AMD: Speculation, Rumors, and Discussion (Archive)

Status
Not open for further replies.
A single CU should be able to do 64 FMAs per clock, so it should be able to read 3 operands per ALU and write one result. That's 4×32 bits per ALU, or 16 bytes.
Yes. Of course :).

I usually calculate my read and write BWs separately, so I just concentrated on the write (register update).
Is this a comparison between code optimized for an in-order pipeline with a significant amount of loop unrolling, and one that assumes the hardware can do so via register renaming?
In terms of how register consumption appears relative to the same code sequence, register renaming can only increase consumption. At a minimum, the last non-speculative architected state is recorded in addition to any speculative registers. As far as the hardware goes, the fixed thread count and fixed register files leave plenty of slack.
Aside from the 8-16 of each register type in an x86 case, per thread, there can be tens to over a hundred registers in the register file that can only be used or wasted by 2 or possibly 4 contexts.
Yes, renaming can only increase the consumption. However, with renaming the (named) architecture register count can be kept much lower than otherwise would be needed. Extra registers can be used in a flexible way to hide the latency (pipeline, memory, hyperthreading, rename loops, etc) whenever needed.

You could combine the GPU static shader register allocation idea and the architechure (named) register count. Shader compiler could decide the minimum need of registers and rest could be used for renaming (and/or running more waves).
 
Hmm, is this true:

Dont forget that Nvidia were working on HMC (Hybrid Memory Cube) and that turned out to be a complete failure, so nvidia brushed it under the rug and pretended nothing ever happened.

A quote from the comments.
I have never heard this before, and I don't think there is any evidence to support this.

Intel has gone on record supporting HMC, but I don't think Nvidia has.
 
I don't know why Nvidia would have even considered HMC, since it looks like this tech is more geared to dedicated industrial implementations.
 
HMC is a more fully-featured and expandable memory type, in terms of where it can be added to a system, how it can be set up, and various RAS measures. At least for HPC, HMC's bandwidth, better density than HBM, ability to be mounted on an interposer or not, larger potential number of stacks, and more tractable interface--although that is putting more control in the hands of Micron--would seem to be a tempting target for Nvidia.

If one was paranoid about HBM and interposers being too constrained in area, capacity, or interference from AMD, those would be bonuses.
 
Last edited:
Do you think this is a valid concern?
I put that in there for completeness, given the rumor mill.
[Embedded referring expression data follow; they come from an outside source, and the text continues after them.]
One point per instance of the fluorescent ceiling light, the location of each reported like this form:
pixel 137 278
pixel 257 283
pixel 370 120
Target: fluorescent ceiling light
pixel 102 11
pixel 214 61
There is nothing that makes shenanigans impossible, but it would be a limited duration threat of a survivable inconvenience. There are a fair number counter-pressures and ways to work around it.
Hynix and the partners involved in creating the interposers and packages want volume, and either AMD runs the risk of overextending its purchases of HBM or HBM volume in general remains uncomfortably small enough that AMD can afford to significantly interfere with it. That seems self-correcting by increased production to meet demand or AMD running out of gas.
In isolation I wouldn't think it a deterrent without other factors like the ones prior to it being significant.
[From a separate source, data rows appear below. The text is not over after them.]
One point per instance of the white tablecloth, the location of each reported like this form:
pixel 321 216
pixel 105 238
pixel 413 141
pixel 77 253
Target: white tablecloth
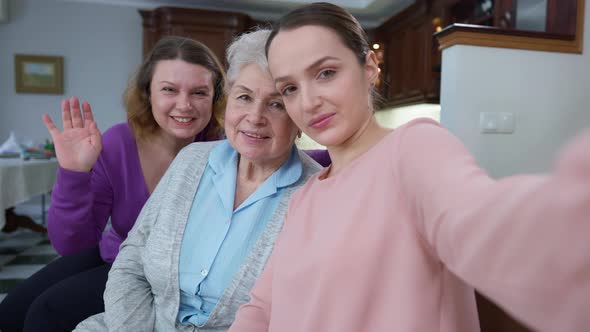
pixel 20 180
That HBM is what Nvidia is going to means those concerns may not be as big or there are concerns about the alternatives that are not immediately clear.
 
There are a fair number counter-pressures and ways to work around it.

If AMD decides that they need and wanna 100% of the SK Hynix memory production capacity, the competition has nothing more to do than eating their fingernails.

AMD won't make a mistake in doing so, because obviously they would need those memories, even if not immediately, they can keep them in warehouses waiting. :D
 
If AMD decides that they need and wanna 100% of the SK Hynix memory production capacity, the competition has nothing more to do than eating their fingernails.
Let's assume you mean HBM capacity, and not the $3.6 billion dollars per quarter Hynix has made with its general DRAM sales.
Is the assumption that HBM production is that limited, a year or more into manufacturing?
AMD would need to pay memory it's buying, with the upside that the more it pays the more Hynix will decide to increase the manufacturing rate.
AMD would then need to buy even more the next production period.
How long is that going to keep up?

AMD won't make a mistake in doing so, because obviously they would need those memories, even if not immediately, they can keep them in warehouses waiting. :D
It's generally not how current logistics chains usually handle this sort of thing, but let's assume this is the case.
AMD would be buying for the purposes of cornering the HBM market more DRAM than it needs, at the point that HBM's prices are highest even with a best-buddies discount from Hynix.
When AMD finally stops buying, the product would have matured more and everyone else will enjoy the high point of the price curve they were excluded from.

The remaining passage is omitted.